Vietnam takes 'step backwards' on rights
Convictions and corruption earn black marks from HRW
Asia Desk, Bangkok International
February 1, 2013
Rights in Vietnam took “another step backwards in 2012,” Human Rights Watch said Friday in what was among the most damning country assessments in its new annual report.
At least 40 activists were convicted and sentenced to lengthy prison terms, including Christian bloggers, amid an “unprecedented surge in criticisms of the ruling Communist Party” as the economy stagnated and visible corruption grew last year.
Human Rights Watch (HRW) noted that religious freedom deteriorated with the passing of Decree 92 in November, which increased red tape for religious groups.
Vietnam’s rights record has come under intense scrutiny this week.
On Monday, 22 people faced trial for subversion in central Phu Yen province, the largest trial of its kind in recent years, and on Wednesday Vietnam expelled American activist Nguyen Quoc Quan after nine months in prison on similar charges.
HRW also pointed to ongoing violent land disputes in which farmers and villagers typically end up on the losing side of disputes with rich tycoons and government officials.
“Vietnam’s donors and those interested in the country’s development have for too long been doling out huge sums of aid and making large investments without using their leverage to insist on an end to repression,” said Brad Adams, Asia director at HRW.
Vietnam drew unfavorable comparisons to Myanmar, which has initiated a series of political and economic reforms in the past two years even though its rights record too “remained poor,” said the New York-based organization.
“At a time when its ASEAN colleague Burma is undergoing significant change, the Vietnamese government stands out for its retrograde policies, persecuting activists and holding back the country’s development,” the report said.
Although not as far-reaching and rapid as the reforms underway in Myanmar, Vietnam is undergoing a process of mild political and economic reforms this year as it redrafts its constitution, including sections on human rights.
On January 1, the government started a three-month period of consultation with the public on proposed amendments – a process critics say is too short, overly controlled and little more than a token gesture to appease an increasingly critical press and public.

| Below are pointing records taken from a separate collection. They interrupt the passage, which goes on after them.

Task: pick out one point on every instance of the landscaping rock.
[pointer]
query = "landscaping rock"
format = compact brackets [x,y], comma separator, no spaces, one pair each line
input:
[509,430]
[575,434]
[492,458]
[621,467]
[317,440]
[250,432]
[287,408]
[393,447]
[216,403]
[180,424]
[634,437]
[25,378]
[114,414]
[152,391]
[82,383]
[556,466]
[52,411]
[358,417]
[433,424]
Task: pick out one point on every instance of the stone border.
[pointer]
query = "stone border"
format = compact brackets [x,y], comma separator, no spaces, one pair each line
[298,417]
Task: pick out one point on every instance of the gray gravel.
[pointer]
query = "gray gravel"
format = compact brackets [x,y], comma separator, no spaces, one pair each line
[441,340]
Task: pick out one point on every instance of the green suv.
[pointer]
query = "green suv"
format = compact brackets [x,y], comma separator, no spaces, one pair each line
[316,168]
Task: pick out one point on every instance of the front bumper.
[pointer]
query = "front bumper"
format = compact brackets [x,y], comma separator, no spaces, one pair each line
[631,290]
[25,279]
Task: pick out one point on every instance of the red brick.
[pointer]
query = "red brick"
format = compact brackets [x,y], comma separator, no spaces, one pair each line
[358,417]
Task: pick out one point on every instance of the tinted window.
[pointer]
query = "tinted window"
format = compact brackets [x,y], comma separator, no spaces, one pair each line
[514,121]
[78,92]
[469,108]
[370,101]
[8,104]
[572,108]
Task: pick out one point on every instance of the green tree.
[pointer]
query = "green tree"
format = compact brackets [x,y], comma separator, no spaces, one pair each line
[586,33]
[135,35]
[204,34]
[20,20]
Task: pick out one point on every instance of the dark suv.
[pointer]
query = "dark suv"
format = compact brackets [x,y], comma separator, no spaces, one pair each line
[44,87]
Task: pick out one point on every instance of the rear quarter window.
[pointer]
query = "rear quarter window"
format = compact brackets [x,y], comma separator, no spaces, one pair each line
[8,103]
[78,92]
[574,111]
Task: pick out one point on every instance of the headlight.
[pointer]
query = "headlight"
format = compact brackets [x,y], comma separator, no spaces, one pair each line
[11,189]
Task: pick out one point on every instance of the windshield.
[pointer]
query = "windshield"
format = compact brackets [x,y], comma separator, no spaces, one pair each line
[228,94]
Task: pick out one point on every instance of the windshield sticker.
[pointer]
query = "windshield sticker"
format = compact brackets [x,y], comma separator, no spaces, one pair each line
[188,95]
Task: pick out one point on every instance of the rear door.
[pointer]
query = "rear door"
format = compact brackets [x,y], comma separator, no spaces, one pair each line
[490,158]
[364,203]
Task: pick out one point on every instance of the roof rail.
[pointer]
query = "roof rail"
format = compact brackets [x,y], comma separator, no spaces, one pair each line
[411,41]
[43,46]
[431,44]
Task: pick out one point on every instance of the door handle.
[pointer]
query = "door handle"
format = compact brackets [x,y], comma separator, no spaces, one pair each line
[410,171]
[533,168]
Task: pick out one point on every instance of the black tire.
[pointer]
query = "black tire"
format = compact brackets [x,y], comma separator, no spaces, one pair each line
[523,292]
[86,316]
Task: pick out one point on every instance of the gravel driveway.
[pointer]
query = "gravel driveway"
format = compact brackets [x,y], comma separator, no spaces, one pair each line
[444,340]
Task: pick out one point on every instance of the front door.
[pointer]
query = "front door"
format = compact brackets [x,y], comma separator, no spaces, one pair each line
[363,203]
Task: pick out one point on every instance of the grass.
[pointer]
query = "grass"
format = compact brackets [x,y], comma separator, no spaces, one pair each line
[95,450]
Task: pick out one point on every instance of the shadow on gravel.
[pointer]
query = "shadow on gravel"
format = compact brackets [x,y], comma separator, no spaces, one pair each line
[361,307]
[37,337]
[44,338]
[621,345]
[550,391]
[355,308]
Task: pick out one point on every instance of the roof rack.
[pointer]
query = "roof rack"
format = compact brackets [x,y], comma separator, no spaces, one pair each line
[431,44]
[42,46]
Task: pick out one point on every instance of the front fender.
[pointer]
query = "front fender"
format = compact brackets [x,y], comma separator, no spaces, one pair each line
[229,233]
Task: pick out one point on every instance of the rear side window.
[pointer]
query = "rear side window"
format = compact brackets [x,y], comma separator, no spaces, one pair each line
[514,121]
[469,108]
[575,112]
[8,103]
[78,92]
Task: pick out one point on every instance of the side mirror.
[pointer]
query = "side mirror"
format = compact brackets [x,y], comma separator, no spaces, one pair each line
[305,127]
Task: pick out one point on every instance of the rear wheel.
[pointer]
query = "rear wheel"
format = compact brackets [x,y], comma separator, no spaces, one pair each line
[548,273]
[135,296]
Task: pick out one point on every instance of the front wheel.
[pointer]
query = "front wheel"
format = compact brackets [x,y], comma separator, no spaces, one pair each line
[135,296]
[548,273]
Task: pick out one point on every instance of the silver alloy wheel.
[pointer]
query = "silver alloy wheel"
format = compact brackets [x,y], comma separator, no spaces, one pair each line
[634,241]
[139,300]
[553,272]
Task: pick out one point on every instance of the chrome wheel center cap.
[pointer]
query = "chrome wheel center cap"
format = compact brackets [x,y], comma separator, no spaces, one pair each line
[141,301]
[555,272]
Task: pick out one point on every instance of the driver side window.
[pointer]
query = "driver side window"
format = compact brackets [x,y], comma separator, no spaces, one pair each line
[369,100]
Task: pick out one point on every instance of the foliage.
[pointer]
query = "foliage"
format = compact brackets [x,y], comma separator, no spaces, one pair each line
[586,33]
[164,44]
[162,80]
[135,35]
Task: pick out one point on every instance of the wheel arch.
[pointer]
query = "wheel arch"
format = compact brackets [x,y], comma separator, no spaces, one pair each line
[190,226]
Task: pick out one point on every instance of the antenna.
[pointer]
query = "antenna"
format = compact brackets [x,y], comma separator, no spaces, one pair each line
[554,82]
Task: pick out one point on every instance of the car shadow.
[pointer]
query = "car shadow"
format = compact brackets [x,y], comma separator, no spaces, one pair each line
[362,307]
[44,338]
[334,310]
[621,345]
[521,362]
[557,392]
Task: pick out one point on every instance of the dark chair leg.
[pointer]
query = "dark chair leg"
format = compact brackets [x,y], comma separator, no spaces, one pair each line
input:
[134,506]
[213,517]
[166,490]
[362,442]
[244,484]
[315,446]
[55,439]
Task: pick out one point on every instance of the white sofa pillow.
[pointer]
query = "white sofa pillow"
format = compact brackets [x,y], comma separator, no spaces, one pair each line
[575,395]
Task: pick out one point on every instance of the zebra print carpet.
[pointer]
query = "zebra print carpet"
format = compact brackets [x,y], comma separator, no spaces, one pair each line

Le Quang Binh, director of the Hanoi-based Institute for Studies of Society, Economy and Environment, a group that promotes minority rights and has organized dialogue with the government on the amendment process, said Vietnam needed to enshrine human rights in the constitution and do more in practice to protect its citizens.
“As in other countries, of course, there will be violations of human rights,” he said. “But will there be any independent mechanism to protect human rights?”
Among the region’s other worst rights abusers, little changed last year in North Korea following Kim Jong-un’s succession of his father at the end of 2011 where the situation remained “dire,” said HRW.
Indonesia, which was also covered in the report, attracted criticism for what HRW called a rising climate of religious intolerance and discriminatory bylaws at national and local levels, which have made freedom expression difficult for religious minorities.
“Indonesia’s growing regional prominence is being held back by the government’s failure to confront intolerance of the country’s diverse political and religious views,” said Phelim Kine, HRW’s deputy Asia director.
“To join the ranks of rights-respecting countries, the Indonesian government needs to act to protect the rights of all its citizens.”
In China, the report pointed to the autocratic succession of the country’s leaders in November when Xi Jinping was anointed as the new president as evidence of the country’s lack of democratic progress despite dramatic economic gains.